Quantum snaps off NAS division

Quantum snaps off NAS division

Quantum is spinning off its network-attached storage (NAS) unit as part of a restructuring plan that will see the company focus on its core tape-backup equipment business and pulling out of the Australian NAS market.

A new company, Snap Appliance, will purchase Quantum's NAS assets for $US11.3 million, and take on about 40 Quantum NAS personnel, Marije Stijnen, a Quantum spokeswoman, said yesterday. Snap Appliance will be based in San Jose, California, and employ about 100 people, she said.

The spin-off will mean a retrenchment into the US market. Quantum offered NAS products around the world, but Snap Appliance will only sell in North America. NAS products are systems that store data over IP networks.

"Effective today, we no longer deliver NAS products to European and Asia-Pacific distributors," said Stijnen, who is based in England. "Snap at this time has no plans to offer its products outside North America."

Snap Appliance and Quantum will work together to support current international customers, said Stijnen. Some international distributors may sell Snap Appliance products outside North America, but those won't be supported locally, she said.

Investors in Snap Appliance are Moore Capital Management, Mellon Ventures and Broadband Storage, a privately held Californian storage products vendor. Quantum will also hold a minority stake in Snap Appliance, Stijnen said.

The CEO of Snap Appliance will be Eric Kelly, who previously held positions at Maxtor, Dell and IBM.

Quantum created Snap Appliance about two years ago with the intention of taking the company public. That plan was abandoned when dark clouds appeared over the stock market. The current spin-off plan should be completed by the end of October, Quantum said.

Quantum's decision to spin off the NAS business instead of shutting it -- which is what Maxtor recently did -- surprised Charlotte Rancourt, director of research for storage systems at IDC.

"It is intriguing that they chose to move forward and continue in this market. It suggests that they have had some success and that they think that they can make this a viable business in the US, otherwise they would have taken the Maxtor route," she said.

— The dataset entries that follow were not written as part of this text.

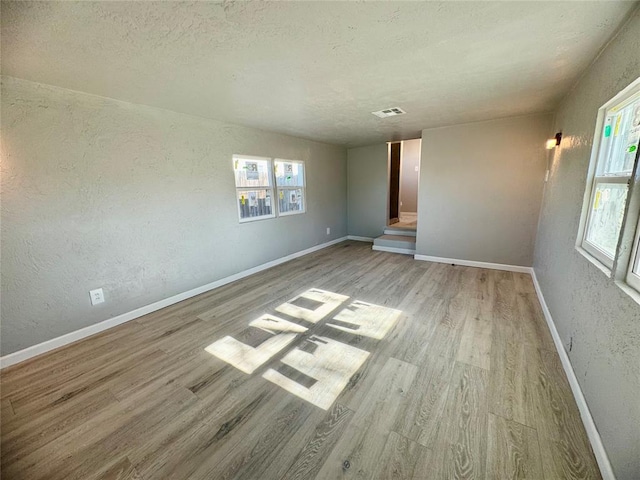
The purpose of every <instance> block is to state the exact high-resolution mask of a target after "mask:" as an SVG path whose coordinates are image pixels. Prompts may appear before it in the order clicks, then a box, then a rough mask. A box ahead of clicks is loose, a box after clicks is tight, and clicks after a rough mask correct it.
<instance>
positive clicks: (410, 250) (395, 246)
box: [373, 235, 416, 254]
mask: <svg viewBox="0 0 640 480" xmlns="http://www.w3.org/2000/svg"><path fill="white" fill-rule="evenodd" d="M373 249H374V250H383V251H389V252H393V251H397V253H408V254H411V253H415V251H416V238H415V237H412V236H408V235H382V236H380V237H378V238H376V239H375V240H374V241H373ZM386 249H389V250H386Z"/></svg>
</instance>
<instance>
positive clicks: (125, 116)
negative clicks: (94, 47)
mask: <svg viewBox="0 0 640 480" xmlns="http://www.w3.org/2000/svg"><path fill="white" fill-rule="evenodd" d="M2 149H3V151H2V238H1V241H2V252H1V253H2V312H1V313H2V354H3V355H6V354H8V353H11V352H14V351H16V350H19V349H22V348H25V347H28V346H30V345H34V344H37V343H39V342H42V341H44V340H48V339H51V338H54V337H56V336H59V335H62V334H65V333H68V332H71V331H73V330H76V329H79V328H82V327H86V326H88V325H91V324H94V323H97V322H99V321H102V320H105V319H107V318H109V317H112V316H114V315H118V314H121V313H124V312H128V311H131V310H133V309H135V308H137V307H141V306H143V305H147V304H150V303H152V302H155V301H158V300H161V299H164V298H166V297H169V296H171V295H175V294H177V293H181V292H184V291H187V290H189V289H192V288H195V287H198V286H201V285H204V284H206V283H209V282H212V281H214V280H216V279H220V278H222V277H225V276H228V275H231V274H233V273H236V272H239V271H241V270H244V269H247V268H250V267H253V266H256V265H259V264H262V263H265V262H267V261H270V260H273V259H276V258H279V257H282V256H284V255H287V254H290V253H293V252H296V251H299V250H303V249H305V248H308V247H311V246H313V245H317V244H320V243H323V242H326V241H328V240H331V239H334V238H337V237H341V236H344V235H346V150H345V149H344V148H341V147H335V146H331V145H327V144H322V143H316V142H311V141H307V140H302V139H297V138H293V137H288V136H284V135H277V134H272V133H267V132H264V131H260V130H254V129H250V128H245V127H239V126H234V125H229V124H224V123H220V122H216V121H210V120H204V119H202V118H199V117H192V116H187V115H181V114H177V113H173V112H170V111H166V110H159V109H155V108H151V107H145V106H140V105H134V104H130V103H124V102H119V101H115V100H110V99H105V98H101V97H95V96H91V95H87V94H83V93H78V92H73V91H69V90H63V89H59V88H56V87H50V86H46V85H42V84H36V83H31V82H27V81H23V80H17V79H13V78H10V77H4V78H3V81H2ZM234 153H242V154H250V155H265V156H278V157H282V158H293V159H301V160H305V161H306V162H307V163H306V166H307V183H308V187H307V195H308V213H306V214H304V215H294V216H287V217H282V218H276V219H269V220H263V221H258V222H252V223H246V224H242V225H240V224H239V223H238V218H237V208H236V203H235V197H234V195H235V185H234V177H233V171H232V161H231V157H232V155H233V154H234ZM326 227H331V235H330V236H327V235H326ZM98 287H103V288H104V293H105V297H106V302H105V303H104V304H101V305H99V306H96V307H92V306H91V304H90V301H89V293H88V292H89V290H90V289H94V288H98Z"/></svg>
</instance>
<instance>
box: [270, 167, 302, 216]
mask: <svg viewBox="0 0 640 480" xmlns="http://www.w3.org/2000/svg"><path fill="white" fill-rule="evenodd" d="M274 168H275V175H276V188H277V190H278V212H279V213H280V215H292V214H295V213H304V212H305V211H306V197H305V179H304V162H301V161H299V160H282V159H276V160H275V161H274Z"/></svg>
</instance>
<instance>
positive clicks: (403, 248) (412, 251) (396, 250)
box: [371, 245, 416, 255]
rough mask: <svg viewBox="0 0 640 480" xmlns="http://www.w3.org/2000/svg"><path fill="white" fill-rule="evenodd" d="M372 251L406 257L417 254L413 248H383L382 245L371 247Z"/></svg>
mask: <svg viewBox="0 0 640 480" xmlns="http://www.w3.org/2000/svg"><path fill="white" fill-rule="evenodd" d="M371 250H377V251H378V252H389V253H404V254H406V255H413V254H414V253H416V251H415V250H414V249H413V248H398V247H383V246H380V245H374V246H373V247H371Z"/></svg>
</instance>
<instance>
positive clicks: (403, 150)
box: [400, 138, 420, 212]
mask: <svg viewBox="0 0 640 480" xmlns="http://www.w3.org/2000/svg"><path fill="white" fill-rule="evenodd" d="M416 167H418V171H417V172H416ZM400 168H401V171H400V201H401V202H402V205H400V211H401V212H417V211H418V181H419V180H420V139H419V138H418V139H415V140H406V141H404V142H402V162H401V165H400Z"/></svg>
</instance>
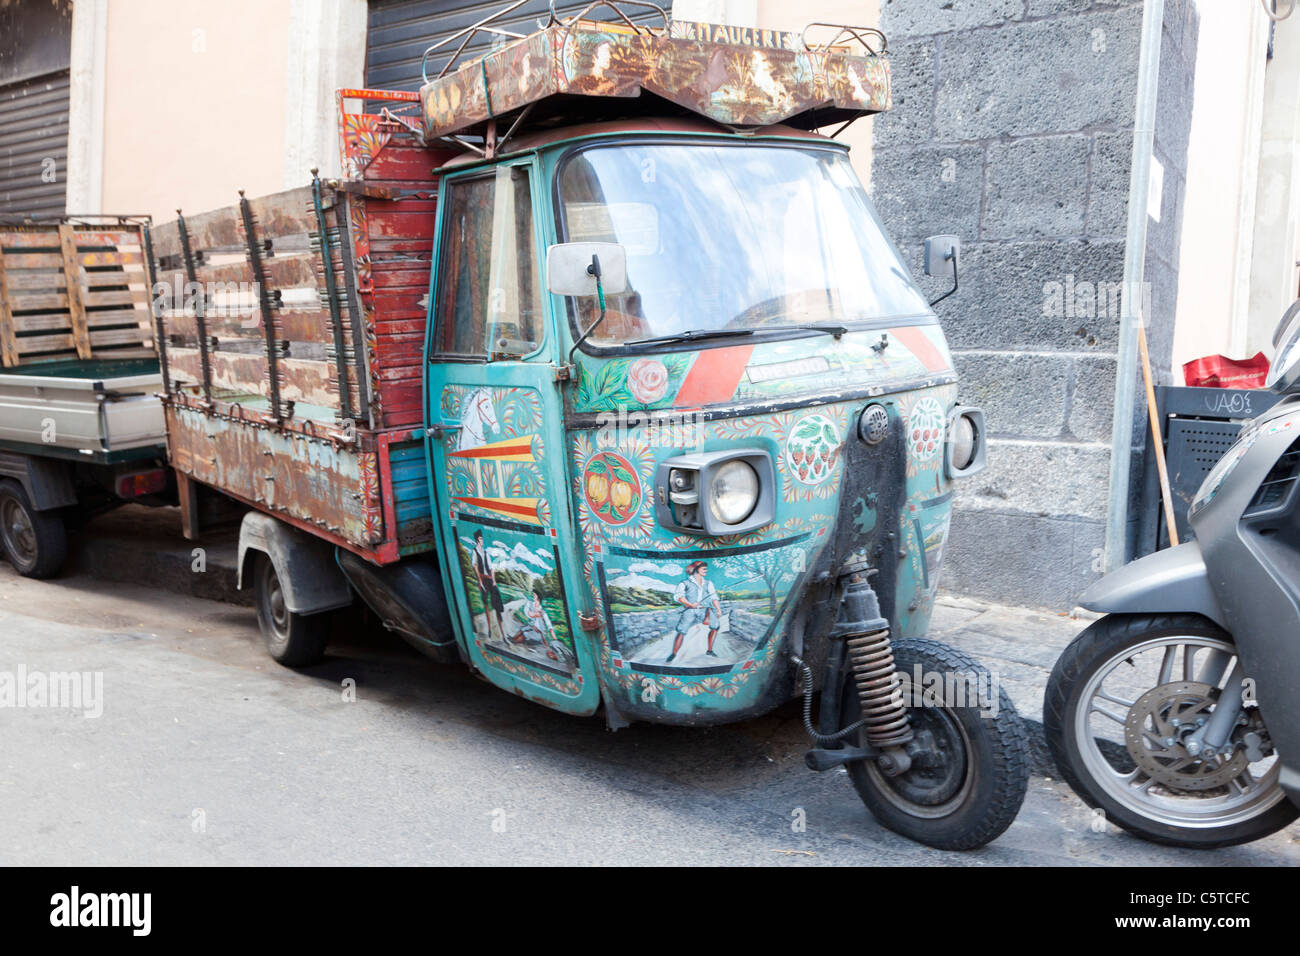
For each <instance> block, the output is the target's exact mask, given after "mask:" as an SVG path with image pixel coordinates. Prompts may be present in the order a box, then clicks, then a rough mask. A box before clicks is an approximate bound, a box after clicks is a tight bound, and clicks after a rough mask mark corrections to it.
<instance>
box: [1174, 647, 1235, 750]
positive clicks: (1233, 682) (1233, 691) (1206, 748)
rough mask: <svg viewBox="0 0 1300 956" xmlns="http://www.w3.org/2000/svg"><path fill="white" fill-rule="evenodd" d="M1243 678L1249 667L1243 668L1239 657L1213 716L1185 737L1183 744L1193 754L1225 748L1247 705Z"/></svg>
mask: <svg viewBox="0 0 1300 956" xmlns="http://www.w3.org/2000/svg"><path fill="white" fill-rule="evenodd" d="M1243 680H1245V671H1244V670H1242V662H1240V661H1238V662H1236V663H1235V665H1232V670H1231V671H1230V672H1229V675H1227V683H1226V684H1225V685H1223V693H1221V695H1219V698H1218V702H1217V704H1216V705H1214V710H1213V711H1212V713H1210V719H1209V721H1206V722H1205V723H1204V724H1203V726H1201V727H1199V728H1197V730H1196V731H1195V732H1193V734H1190V735H1188V736H1187V739H1186V740H1183V747H1184V748H1186V749H1187V752H1188V753H1190V754H1191V756H1192V757H1200V756H1201V754H1203V753H1205V752H1206V750H1209V752H1212V753H1222V752H1225V748H1226V747H1227V739H1229V736H1230V735H1231V734H1232V730H1234V728H1235V727H1236V723H1238V721H1239V719H1240V717H1242V711H1243V708H1244V705H1245V701H1244V700H1243V698H1242V682H1243ZM1216 683H1217V682H1216Z"/></svg>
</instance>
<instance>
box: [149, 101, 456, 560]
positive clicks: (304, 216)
mask: <svg viewBox="0 0 1300 956" xmlns="http://www.w3.org/2000/svg"><path fill="white" fill-rule="evenodd" d="M365 100H370V101H373V100H378V101H381V103H386V104H390V105H393V107H395V108H398V109H402V111H407V112H409V113H411V114H412V118H411V120H394V118H391V116H385V114H374V113H360V112H347V109H346V108H344V107H346V105H352V104H356V103H357V101H365ZM417 107H419V98H417V96H416V94H400V92H385V91H378V92H376V91H361V90H344V91H342V92H341V99H339V108H341V133H342V135H343V168H344V177H343V178H342V179H339V181H324V182H322V181H315V179H313V182H312V185H309V186H304V187H302V189H298V190H289V191H286V193H279V194H276V195H272V196H265V198H260V199H248V200H247V202H246V204H244V203H243V200H240V203H237V204H235V206H231V207H226V208H222V209H216V211H213V212H205V213H200V215H195V216H186V217H183V221H182V220H177V221H174V222H169V224H164V225H161V226H157V228H156V229H153V230H152V234H151V242H152V254H153V258H155V265H156V280H157V282H159V284H161V285H160V287H165V289H168V290H170V291H172V294H170V295H165V297H162V306H164V307H162V308H161V310H160V328H161V336H160V341H161V349H160V355H161V359H162V367H164V377H165V381H166V389H168V397H166V402H165V405H166V416H168V444H169V455H170V459H172V464H173V467H174V468H175V470H177V471H178V472H179V473H181V475H183V476H185V477H186V479H192V480H194V481H198V483H200V484H204V485H208V486H212V488H216V489H218V490H221V492H222V493H225V494H227V496H231V497H234V498H238V499H239V501H243V502H246V503H248V505H251V506H252V507H256V509H259V510H263V511H266V512H270V514H274V515H276V516H277V518H279V519H282V520H286V522H289V523H291V524H294V525H296V527H300V528H304V529H308V531H311V532H312V533H315V535H317V536H320V537H324V538H326V540H330V541H334V542H335V544H338V545H341V546H343V548H347V549H350V550H354V551H356V553H357V554H361V555H363V557H365V558H368V559H370V561H373V562H376V563H390V562H394V561H398V559H399V558H400V557H403V555H407V554H416V553H420V551H425V550H430V549H432V548H433V546H434V541H433V524H432V509H430V505H429V483H428V470H426V466H425V458H424V434H422V429H421V428H420V425H421V424H422V421H424V410H422V406H421V401H422V354H424V339H425V326H426V313H428V308H426V304H425V302H424V299H425V295H426V294H428V289H429V271H430V265H432V254H433V230H434V209H435V206H437V189H438V179H437V174H435V173H434V169H435V168H437V166H441V165H442V164H443V163H445V161H446V160H448V159H450V157H451V156H454V155H455V153H454V152H452V151H448V150H445V148H429V147H426V146H425V144H424V142H422V137H421V135H420V133H419V129H417V118H419V116H417ZM250 221H251V230H250V228H248V225H247V222H250ZM250 232H251V234H250ZM259 276H260V280H261V281H260V282H259ZM218 282H220V284H235V287H234V289H230V287H226V289H225V291H224V294H221V295H220V297H218V295H217V294H216V289H214V284H218ZM239 284H243V289H242V290H240V287H239ZM187 286H190V293H191V294H190V295H186V294H183V293H185V290H186V289H187ZM194 294H201V295H203V297H204V298H203V302H204V308H203V310H201V317H200V316H199V313H198V310H196V308H195V304H196V302H195V298H194Z"/></svg>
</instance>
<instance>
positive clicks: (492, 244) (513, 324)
mask: <svg viewBox="0 0 1300 956" xmlns="http://www.w3.org/2000/svg"><path fill="white" fill-rule="evenodd" d="M446 202H447V213H446V219H445V220H443V222H445V225H443V229H445V235H443V238H442V261H441V264H439V268H438V291H437V295H438V308H437V325H435V333H434V334H435V339H434V345H435V349H434V351H437V352H438V354H442V355H455V356H464V358H484V359H487V360H493V359H502V358H517V356H520V355H528V354H529V352H533V351H537V349H538V346H539V345H541V342H542V336H543V332H542V329H543V325H542V290H541V282H539V276H538V268H537V238H536V235H534V234H533V207H532V191H530V189H529V182H528V168H526V166H500V168H498V169H497V170H495V172H494V173H493V174H491V176H485V177H481V178H474V179H464V181H460V182H455V183H451V185H448V186H447V200H446Z"/></svg>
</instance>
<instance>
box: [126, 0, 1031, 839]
mask: <svg viewBox="0 0 1300 956" xmlns="http://www.w3.org/2000/svg"><path fill="white" fill-rule="evenodd" d="M602 5H603V7H611V5H610V4H602ZM593 7H595V4H594V5H593ZM611 9H615V12H616V13H617V12H619V8H614V7H611ZM620 16H621V14H620ZM482 30H489V31H499V21H490V20H489V21H484V22H480V23H477V25H474V26H473V27H469V29H468V30H467V31H463V33H461V34H458V35H456V36H455V38H452V39H451V40H450V43H451V46H448V47H446V48H445V49H443V51H442V52H446V49H452V48H454V47H455V44H458V43H459V44H460V48H463V47H464V44H465V43H467V42H468V40H469V39H472V36H473V35H474V34H473V31H482ZM818 36H820V40H818V39H815V38H818ZM888 62H889V61H888V55H887V52H885V44H884V36H883V35H881V34H879V33H878V31H875V30H870V29H849V27H842V29H841V27H833V29H828V27H816V29H814V30H810V31H805V34H802V35H800V34H776V33H761V31H748V33H737V31H722V30H718V29H714V27H708V26H706V25H694V23H669V22H668V21H667V18H666V20H664V22H663V25H662V26H646V25H643V23H633V22H632V21H630V20H628V18H625V20H616V21H615V22H597V21H593V20H586V18H584V17H576V18H573V20H569V21H558V20H552V21H551V22H550V23H547V25H545V26H543V27H542V29H539V30H538V31H537V33H533V34H530V35H528V36H506V38H504V40H503V43H500V44H498V46H495V47H494V48H493V49H491V51H490V52H487V53H486V55H485V56H482V57H480V59H477V60H473V61H468V62H463V61H460V60H458V59H456V57H455V56H452V57H451V60H450V61H448V62H447V66H446V68H445V69H443V70H442V72H441V74H438V75H435V77H428V78H426V81H428V82H426V83H425V86H424V87H422V90H421V91H420V92H419V94H406V92H389V91H373V90H343V91H341V92H339V116H338V122H339V131H341V137H342V161H343V163H342V165H343V174H342V176H341V177H339V178H338V179H326V181H322V179H320V178H313V181H312V183H311V185H309V186H305V187H303V189H300V190H294V191H290V193H283V194H279V195H276V196H269V198H263V199H247V198H244V196H242V195H240V198H239V202H238V203H237V204H235V206H233V207H229V208H226V209H220V211H216V212H209V213H203V215H195V216H182V217H179V219H178V220H177V221H174V222H170V224H165V225H161V226H157V228H155V229H152V230H151V234H149V237H148V238H149V243H151V246H152V250H151V251H152V258H153V265H155V269H156V274H155V276H153V281H155V282H156V284H159V286H156V287H162V289H174V290H177V291H178V295H175V297H173V299H172V300H170V303H169V307H168V308H162V310H159V313H157V329H156V332H157V343H159V354H160V359H161V365H162V377H164V382H165V395H164V407H165V416H166V433H168V447H169V455H170V462H172V464H173V466H174V468H175V471H177V472H178V480H179V494H181V502H182V509H183V514H185V522H186V529H187V533H190V535H198V533H200V528H199V524H200V522H199V515H200V514H201V507H200V505H201V501H203V498H204V496H209V494H213V493H220V494H221V496H229V497H231V498H235V499H238V501H239V502H243V503H244V505H247V506H250V507H251V509H252V510H251V511H250V514H248V516H247V518H246V519H244V523H243V528H242V533H240V544H239V554H240V575H242V585H243V587H252V588H255V591H256V604H257V611H259V619H260V624H261V627H263V631H264V635H265V637H266V643H268V648H269V649H270V653H272V654H273V656H274V657H276V658H277V659H279V661H282V662H285V663H289V665H307V663H311V662H313V661H315V659H317V658H318V657H320V654H321V653H322V650H324V643H325V635H326V632H328V628H326V623H328V619H329V613H330V611H333V610H335V609H339V607H343V606H346V605H348V604H351V602H352V601H354V600H356V598H357V597H359V598H360V600H361V601H364V602H365V604H367V605H369V607H370V609H372V610H373V611H374V613H376V614H377V615H378V617H380V618H381V619H382V620H383V622H385V624H386V626H387V627H390V628H393V630H395V631H396V632H399V633H402V635H403V636H406V637H408V639H409V640H411V641H412V643H413V644H415V645H416V646H419V648H420V649H422V650H424V652H426V653H429V654H432V656H434V657H437V658H439V659H445V661H459V662H464V663H465V665H467V666H469V667H471V669H472V670H473V671H474V672H476V674H478V675H481V676H482V678H485V679H486V680H489V682H491V683H494V684H497V685H498V687H500V688H504V689H507V691H511V692H513V693H517V695H521V696H524V697H528V698H529V700H532V701H536V702H538V704H542V705H546V706H550V708H555V709H558V710H562V711H565V713H571V714H577V715H588V714H594V713H595V711H597V710H598V709H602V708H603V713H604V719H606V721H607V722H608V724H610V726H611V727H620V726H625V724H627V723H629V722H633V721H649V722H660V723H677V724H692V726H703V724H714V723H722V722H732V721H740V719H745V718H749V717H753V715H755V714H761V713H764V711H767V710H771V709H772V708H775V706H777V705H780V704H783V702H785V701H789V700H790V698H798V697H801V696H802V698H803V701H805V718H806V724H807V730H809V732H810V734H811V736H813V741H814V743H813V747H811V749H810V752H809V754H807V762H809V765H810V766H811V767H813V769H815V770H826V769H831V767H840V766H844V767H845V769H846V770H848V771H849V775H850V778H852V779H853V782H854V784H855V787H857V788H858V791H859V793H861V796H862V799H863V800H865V801H866V804H867V805H868V808H870V809H871V812H872V813H874V814H875V816H876V817H878V818H879V819H880V821H881V822H883V823H884V825H887V826H889V827H892V829H894V830H897V831H900V832H904V834H907V835H909V836H913V838H915V839H918V840H920V842H924V843H930V844H932V845H937V847H945V848H969V847H975V845H980V844H983V843H987V842H988V840H991V839H993V838H995V836H997V835H998V834H1000V832H1002V830H1005V829H1006V826H1008V825H1009V823H1010V822H1011V819H1013V818H1014V816H1015V813H1017V810H1018V808H1019V804H1021V800H1022V799H1023V795H1024V790H1026V782H1027V748H1026V740H1024V735H1023V730H1022V727H1021V723H1019V719H1018V717H1017V714H1015V711H1014V709H1013V706H1011V704H1010V701H1009V700H1008V698H1006V696H1005V695H1004V693H1001V692H1000V691H998V689H997V688H996V687H993V685H992V683H991V680H989V676H988V674H987V672H985V671H983V670H982V669H980V667H979V665H976V663H975V662H974V661H971V659H970V658H967V657H965V656H962V654H959V653H957V652H956V650H953V649H949V648H945V646H944V645H941V644H937V643H933V641H928V640H924V637H923V635H924V633H926V630H927V624H928V620H930V615H931V610H932V606H933V601H935V593H936V588H937V579H939V568H940V563H941V557H943V550H944V545H945V540H946V536H948V529H949V516H950V511H952V501H953V483H954V480H958V479H961V477H962V476H963V475H967V473H971V472H974V471H978V470H979V468H980V467H982V464H983V449H984V437H983V420H982V416H980V415H979V412H978V410H972V408H966V407H963V406H961V405H958V403H957V382H956V376H954V372H953V364H952V359H950V356H949V352H948V347H946V345H945V341H944V336H943V332H941V330H940V326H939V324H937V320H936V317H935V313H933V311H932V310H931V307H930V306H928V304H927V302H926V300H924V298H923V297H922V295H920V293H919V291H918V289H917V286H915V285H914V282H913V280H911V278H910V274H909V269H907V267H906V265H905V264H904V261H902V260H901V258H900V254H898V252H897V250H896V248H894V246H893V245H892V242H891V241H889V239H888V237H887V235H885V233H884V229H883V228H881V224H880V221H879V219H878V217H876V213H875V212H874V209H872V206H871V202H870V200H868V198H867V195H866V193H865V190H863V189H862V186H861V183H859V182H858V179H857V177H855V176H854V173H853V169H852V168H850V165H849V160H848V155H846V148H845V147H844V146H841V144H839V143H837V142H836V140H835V139H833V138H832V137H826V135H822V134H818V133H815V131H813V130H819V129H829V127H835V126H842V125H844V124H846V122H850V121H853V120H854V118H857V117H861V116H866V114H871V113H878V112H880V111H884V109H887V108H888V105H889V96H891V92H889V65H888ZM943 250H944V247H943V246H941V245H939V243H936V245H933V246H931V247H930V250H928V251H930V252H933V255H935V259H936V264H935V271H936V272H941V273H946V272H948V271H949V269H952V271H953V272H956V267H957V263H956V247H954V246H949V247H946V254H945V252H944V251H943ZM186 290H187V291H186ZM165 304H166V303H165ZM936 676H937V678H940V679H939V680H936V679H935V678H936ZM936 688H939V689H936ZM815 691H820V702H819V706H818V711H816V714H815V715H814V714H813V696H814V692H815Z"/></svg>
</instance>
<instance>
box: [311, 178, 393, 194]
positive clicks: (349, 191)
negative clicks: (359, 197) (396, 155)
mask: <svg viewBox="0 0 1300 956" xmlns="http://www.w3.org/2000/svg"><path fill="white" fill-rule="evenodd" d="M329 186H330V189H333V190H335V191H338V193H347V194H348V195H351V196H367V198H368V199H396V198H398V196H400V195H402V190H399V189H398V187H396V186H386V185H383V183H378V182H367V181H365V179H330V182H329Z"/></svg>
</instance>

Claus Egge, program director of European storage at IDC in London, said he does not understand why Snap Appliance pulled out of Europe.

"I am surprised that they decided to withdraw from the European market. I do believe that they had a profitable business here," he said, adding that the pullout will probably upset users.

Maxtor in August discontinued its MaxAttach NAS product range. The hard disk drive vendor could no longer compete in a market that also attracted large vendors such as HP and Dell.

The spin-off is part of Quantum's plan to focus on its tape-based data backup business, cut costs and drive profitability. The company in August appointed former Microsoft executive Rick Belluzzo as its CEO to help turn the company around, and in September announced it would lay off 1,100 workers, nearly a third of its workforce.